Scientists Revisit Power from Potatoes

This could very well be the magic formula for future power generation. Yes, scientists are busy crafting what is now called as “solid organic electric battery based upon treated potatoes.” These are absolutely eco-friendly batteries – based on the hidden powers of potatoes – which will be an economical answer to the growing power needs of developing and developed countries.

Simple sustainable solution:
There are still places in the world where basic infrastructure for lighting and other electrical needs is insufficient. The researchers at Hebrew University are now trying to create magic out of humble common potatoes to provide a solution for generating power to meet this need.

Potato powered battery:
It is the salt-bridge capacity that is latent in treated potato tubers which makes them the ideal medium for generating power easily and economically.

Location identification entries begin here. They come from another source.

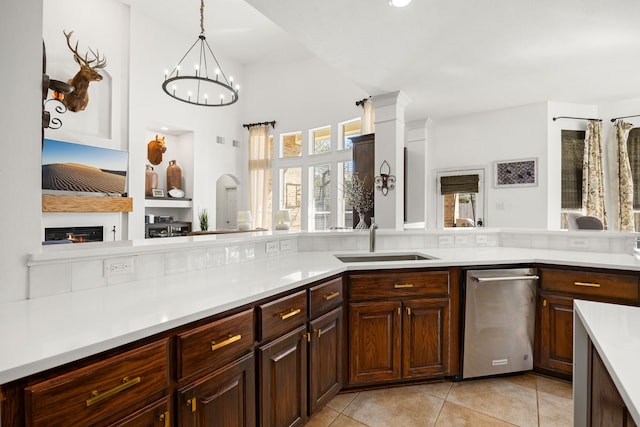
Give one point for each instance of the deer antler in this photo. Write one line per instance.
(101, 62)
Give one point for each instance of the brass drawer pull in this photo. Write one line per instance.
(165, 419)
(292, 313)
(403, 285)
(330, 296)
(586, 284)
(96, 396)
(232, 338)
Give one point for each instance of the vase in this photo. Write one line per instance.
(362, 224)
(150, 181)
(174, 176)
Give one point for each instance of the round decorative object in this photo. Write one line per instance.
(174, 176)
(150, 181)
(177, 193)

An easy process of electrolysis is used in the construction of the simple yet efficient battery. A slice of our ordinary potato, zinc and copper electrodes are all that go to make the battery. By boiling the potato, the electric power is increased 10 times more than with the non-boiled potatoes, and the longevity is also greatly increased.

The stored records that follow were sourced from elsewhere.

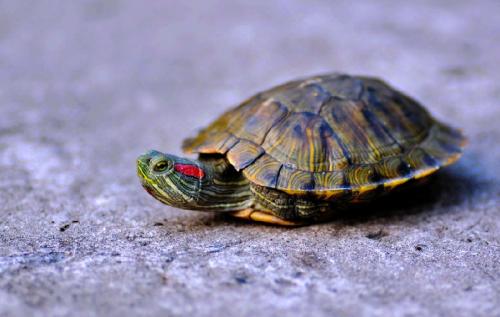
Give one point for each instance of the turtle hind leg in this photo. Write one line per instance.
(262, 216)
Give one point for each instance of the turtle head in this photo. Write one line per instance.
(170, 179)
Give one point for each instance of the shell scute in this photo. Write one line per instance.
(331, 136)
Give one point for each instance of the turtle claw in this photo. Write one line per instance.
(261, 216)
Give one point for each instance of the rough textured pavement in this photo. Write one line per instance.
(86, 86)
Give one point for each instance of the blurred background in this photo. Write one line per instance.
(87, 86)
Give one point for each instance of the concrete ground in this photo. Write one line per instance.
(86, 86)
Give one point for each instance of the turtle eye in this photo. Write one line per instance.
(160, 166)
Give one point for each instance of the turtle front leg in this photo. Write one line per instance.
(262, 216)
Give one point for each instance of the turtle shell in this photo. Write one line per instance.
(329, 134)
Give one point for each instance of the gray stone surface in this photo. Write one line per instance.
(86, 86)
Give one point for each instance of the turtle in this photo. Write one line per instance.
(302, 151)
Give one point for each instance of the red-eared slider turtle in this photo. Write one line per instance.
(301, 151)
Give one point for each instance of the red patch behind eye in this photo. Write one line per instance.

Similar to conventional batteries:
The principle scientists use to better the performance of the traditional batteries is almost similar. The less the salt-bridge resistance in the potato-power battery, the longer and more efficient the batteries are.

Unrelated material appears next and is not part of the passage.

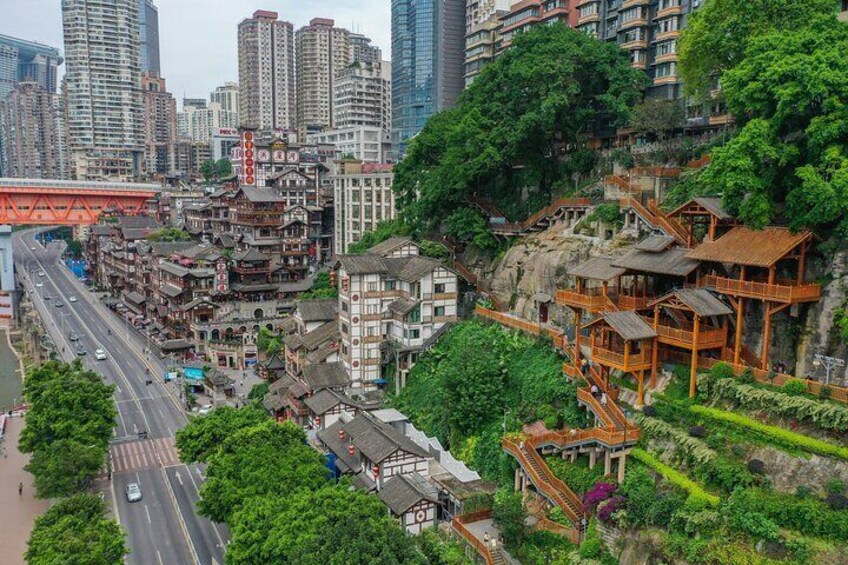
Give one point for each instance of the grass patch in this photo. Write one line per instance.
(696, 491)
(784, 437)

Potato power demonstrated:
The treated potato power batteries (with low power electricity) were used to power LEDs. These batteries can provide lighting, power telecommunication and transfer of information in the developing non-OECD populated areas. Where there is insufficient access to proper electrical infrastructure, these eco- and environmentally friendly green generators of power will be found useful.

Scientists’ gift:
Prof. Haim D. Rabinowitch, Robert H. Smith Faculty of Agriculture, Food & Environment and Alex Golberg, School of Computer Science & Engineering, Hebrew University, jointly with Prof. Boris Rubinsky, University of California, Berkeley, carried out the research – sponsored by Yissum Research Development Company Ltd, Hebrew University of Jerusalem. The research was into electrolytic process in living matter that can be used for many applications, including generation of electric energy like for self-powered implanted medical electronic devices.